3) Troisièmement, « la gestion de la tension autour d'une course poursuite haletante. »


Dans ce quatrième tome, Graton nous livre une intrigue policière astucieuse où Michel Vaillant démontre, au-delà de son talent exceptionnel de pilote, qu'il est un homme responsable prêt à aider ceux dans le besoin. En plus de faire preuve de sa capacité à manœuvrer n'importe quel engin motorisé, il montre également son habileté à se défendre contre les malfrats en maîtrisant l'art du judo.
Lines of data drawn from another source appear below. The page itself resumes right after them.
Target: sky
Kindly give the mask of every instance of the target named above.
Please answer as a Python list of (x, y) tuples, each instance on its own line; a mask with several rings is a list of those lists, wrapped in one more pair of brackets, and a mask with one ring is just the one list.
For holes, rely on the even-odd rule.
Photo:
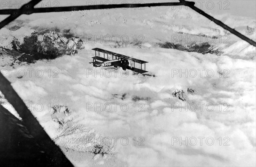
[[(195, 0), (189, 1), (196, 3), (196, 5), (208, 14), (212, 14), (213, 16), (215, 14), (230, 14), (231, 15), (249, 17), (254, 18), (256, 17), (256, 1), (255, 0)], [(18, 8), (20, 8), (25, 2), (28, 0), (0, 0), (1, 9)], [(177, 0), (160, 0), (156, 2), (177, 2)], [(49, 7), (55, 6), (67, 6), (90, 5), (92, 4), (109, 4), (129, 3), (155, 3), (152, 0), (44, 0), (36, 6), (37, 7)], [(183, 7), (185, 8), (185, 7)], [(36, 14), (35, 16), (38, 16)], [(1, 17), (1, 20), (4, 17)]]

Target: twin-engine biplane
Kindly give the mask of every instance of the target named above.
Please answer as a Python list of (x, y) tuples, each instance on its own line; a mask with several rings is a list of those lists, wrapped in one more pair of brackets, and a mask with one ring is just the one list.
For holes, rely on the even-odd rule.
[[(117, 68), (119, 66), (122, 67), (125, 71), (128, 69), (140, 74), (148, 72), (146, 71), (146, 63), (148, 62), (99, 48), (94, 48), (92, 50), (95, 51), (95, 56), (92, 57), (93, 62), (89, 63), (93, 65), (94, 67), (114, 66)], [(98, 56), (97, 52), (98, 52)], [(103, 57), (102, 55), (102, 57), (100, 56), (100, 53), (103, 53)], [(137, 63), (136, 67), (135, 63)], [(143, 69), (142, 65), (143, 64), (144, 67), (144, 69)], [(140, 67), (138, 67), (140, 65)]]

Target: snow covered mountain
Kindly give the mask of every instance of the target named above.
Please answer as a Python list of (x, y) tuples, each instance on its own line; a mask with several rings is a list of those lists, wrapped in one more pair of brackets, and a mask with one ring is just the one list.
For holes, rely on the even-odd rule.
[[(256, 40), (255, 20), (218, 17)], [(23, 19), (1, 30), (1, 72), (76, 166), (255, 166), (255, 47), (178, 8)], [(15, 63), (33, 32), (38, 45), (66, 50)], [(149, 73), (95, 68), (96, 47), (148, 62)]]

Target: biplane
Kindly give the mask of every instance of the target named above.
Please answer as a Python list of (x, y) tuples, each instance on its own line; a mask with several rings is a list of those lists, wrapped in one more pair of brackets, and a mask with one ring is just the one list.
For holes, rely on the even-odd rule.
[[(92, 57), (93, 62), (89, 63), (93, 65), (94, 67), (120, 67), (123, 70), (130, 70), (140, 74), (148, 72), (146, 71), (146, 63), (148, 62), (99, 48), (94, 48), (92, 50), (95, 51), (95, 56)], [(102, 53), (102, 55), (100, 53)], [(144, 69), (143, 65), (144, 65)]]

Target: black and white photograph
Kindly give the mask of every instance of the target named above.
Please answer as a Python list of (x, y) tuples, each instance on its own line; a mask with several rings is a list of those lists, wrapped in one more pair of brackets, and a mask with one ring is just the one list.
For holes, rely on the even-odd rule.
[(256, 0), (0, 0), (0, 166), (256, 166)]

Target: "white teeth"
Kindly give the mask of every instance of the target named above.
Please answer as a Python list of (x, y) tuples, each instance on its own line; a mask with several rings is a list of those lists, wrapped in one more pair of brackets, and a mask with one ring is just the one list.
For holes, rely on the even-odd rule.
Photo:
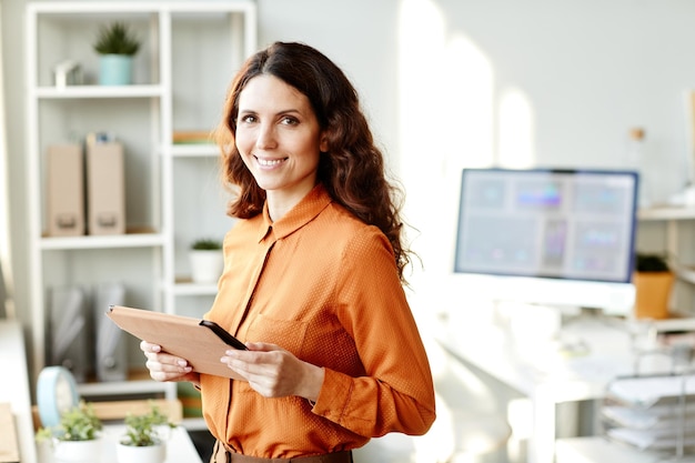
[(259, 164), (266, 165), (266, 167), (278, 165), (283, 161), (282, 159), (260, 159), (260, 158), (256, 158), (256, 159), (259, 161)]

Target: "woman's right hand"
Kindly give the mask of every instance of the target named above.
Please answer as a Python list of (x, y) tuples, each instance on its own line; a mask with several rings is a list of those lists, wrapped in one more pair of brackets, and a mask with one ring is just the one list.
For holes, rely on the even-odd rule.
[(145, 366), (154, 381), (190, 381), (200, 385), (200, 374), (195, 373), (185, 359), (168, 354), (161, 345), (140, 342), (140, 350), (148, 359)]

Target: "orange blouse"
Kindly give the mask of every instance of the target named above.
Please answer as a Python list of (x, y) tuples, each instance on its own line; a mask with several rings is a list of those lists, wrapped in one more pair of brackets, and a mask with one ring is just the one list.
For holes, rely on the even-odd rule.
[(239, 221), (224, 239), (224, 261), (205, 318), (244, 342), (280, 345), (324, 368), (325, 378), (312, 406), (201, 375), (203, 413), (216, 439), (245, 455), (290, 459), (430, 429), (430, 365), (377, 228), (319, 185), (274, 223), (268, 209)]

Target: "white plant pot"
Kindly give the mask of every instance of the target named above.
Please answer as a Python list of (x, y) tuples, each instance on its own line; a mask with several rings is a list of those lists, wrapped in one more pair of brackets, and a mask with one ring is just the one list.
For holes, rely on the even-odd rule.
[(115, 446), (115, 460), (119, 463), (163, 463), (167, 460), (167, 445), (138, 447), (119, 442)]
[(56, 462), (91, 463), (101, 455), (101, 439), (92, 441), (53, 441)]
[(201, 284), (216, 283), (224, 269), (222, 250), (191, 250), (191, 278)]

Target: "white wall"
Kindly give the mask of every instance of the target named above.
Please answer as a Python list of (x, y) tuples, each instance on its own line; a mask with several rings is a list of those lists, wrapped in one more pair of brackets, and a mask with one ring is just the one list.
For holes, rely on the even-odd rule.
[[(19, 312), (28, 302), (24, 4), (6, 1), (2, 14)], [(258, 4), (261, 46), (310, 43), (357, 87), (405, 182), (409, 222), (419, 230), (414, 246), (434, 278), (451, 268), (464, 164), (615, 168), (624, 162), (627, 130), (642, 125), (655, 160), (655, 197), (667, 198), (686, 180), (682, 92), (695, 85), (692, 0)]]

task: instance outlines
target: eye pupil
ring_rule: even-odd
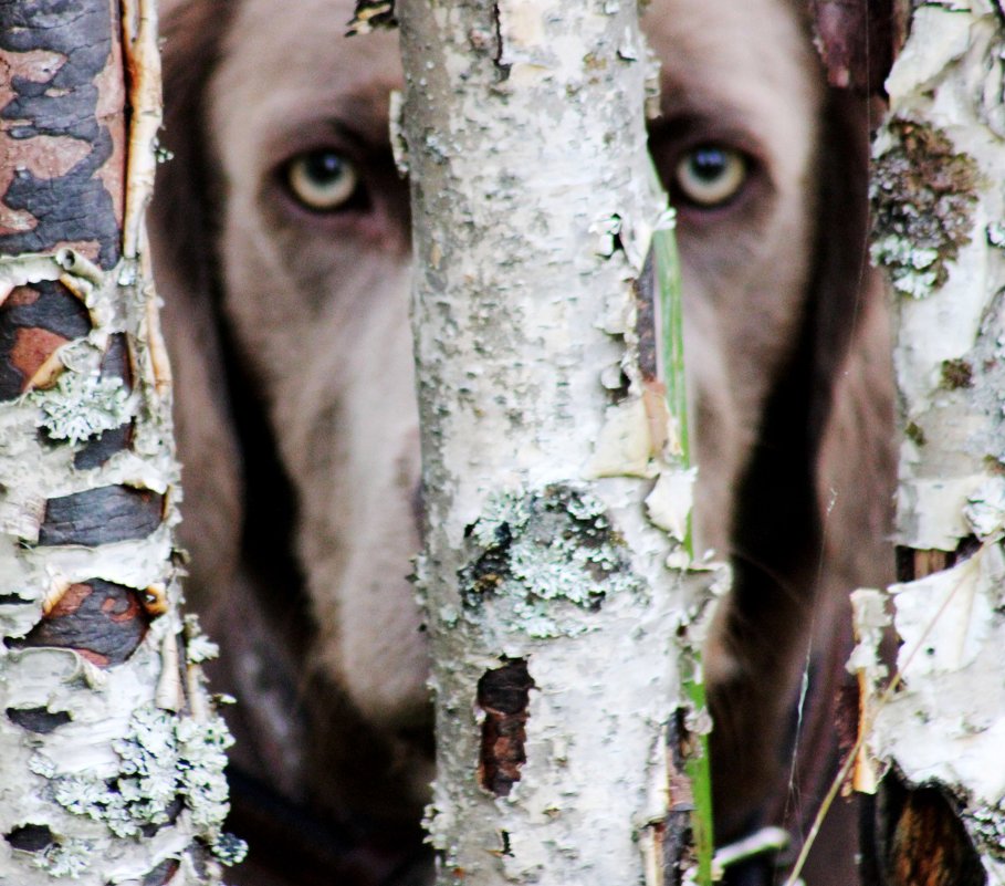
[[[734,148],[705,144],[684,154],[674,170],[671,196],[698,209],[731,202],[747,183],[746,156]]]
[[[714,181],[725,169],[725,154],[720,148],[699,148],[691,158],[691,171],[702,181]]]
[[[283,184],[304,208],[336,212],[360,199],[359,175],[352,160],[336,150],[320,148],[294,157],[283,167]]]
[[[304,171],[320,185],[338,178],[344,168],[342,157],[331,150],[315,150],[304,159]]]

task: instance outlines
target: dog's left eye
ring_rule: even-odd
[[[285,165],[283,178],[293,198],[314,212],[346,208],[360,187],[355,164],[327,148],[294,157]]]
[[[671,196],[699,209],[714,209],[740,194],[746,179],[744,154],[714,144],[699,145],[678,161]]]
L'intrigue est finement tissée autour d'une dimension psychologique dans son fond qui est explorée à travers le destin tourmenté d'Yves, qui, après la mort de son père, tente de se construire une vie grâce à de l'argent facile pour échapper à la misère. La première partie est intelligemment construite, prenant son temps pour poser de véritables enjeux et susciter de l'affection pour les personnages, tout en nous impliquant dans le récit en explorant les motivations et les enjeux. De plus, une dimension psychologique saisissante se dégage de la longue course poursuite nocturne sur les routes désertes du sud de la France. Cette direction surprend par la maturité de l'action, évitant de présenter Michel seul face à l'ennemi dans des poursuites rocambolesques, mais plutôt en le voyant agir dans le cadre de ses capacités, en collaboration avec la police, les routiers et la station "Route de nuit" pour traquer la tête du trafic d'armes en fuite après une tentative de capture avortée. Ce qui en découle est une chasse à l'homme captivante, superbement illustrée par les dessins de Graton qui parviennent à intensifier la tension à travers un jeu de couleurs saisissant, les phares perçant les ténèbres à grande vitesse. Nous sommes entraînés dans cette traque et nous nous laissons aisément emporter jusqu'à une conclusion des plus satisfaisantes.



CONCLUSION :



Michel Vaillant tome 4 : "Route de nuit", représente à l'époque un véritable défi pour Jean Graton. En décidant de s'éloigner de l'univers de la compétition automobile, il prend le risque de décevoir ses lecteurs. Mais, au lieu de cela, il crée un véritable hommage au métier de routier, tout en mettant en valeur la richesse de notre patrimoine français à travers la station radio Route de nuit. Cette décision est soutenue par une intrigue policière soigneusement élaborée, aussi captivante dans son fond que dans sa forme. Cette audace se révèle payante et apporte un renouveau bienvenu aux aventures de Michel Vaillant alors que ce n'est encore à ce moment-là qu'une jeune série BD.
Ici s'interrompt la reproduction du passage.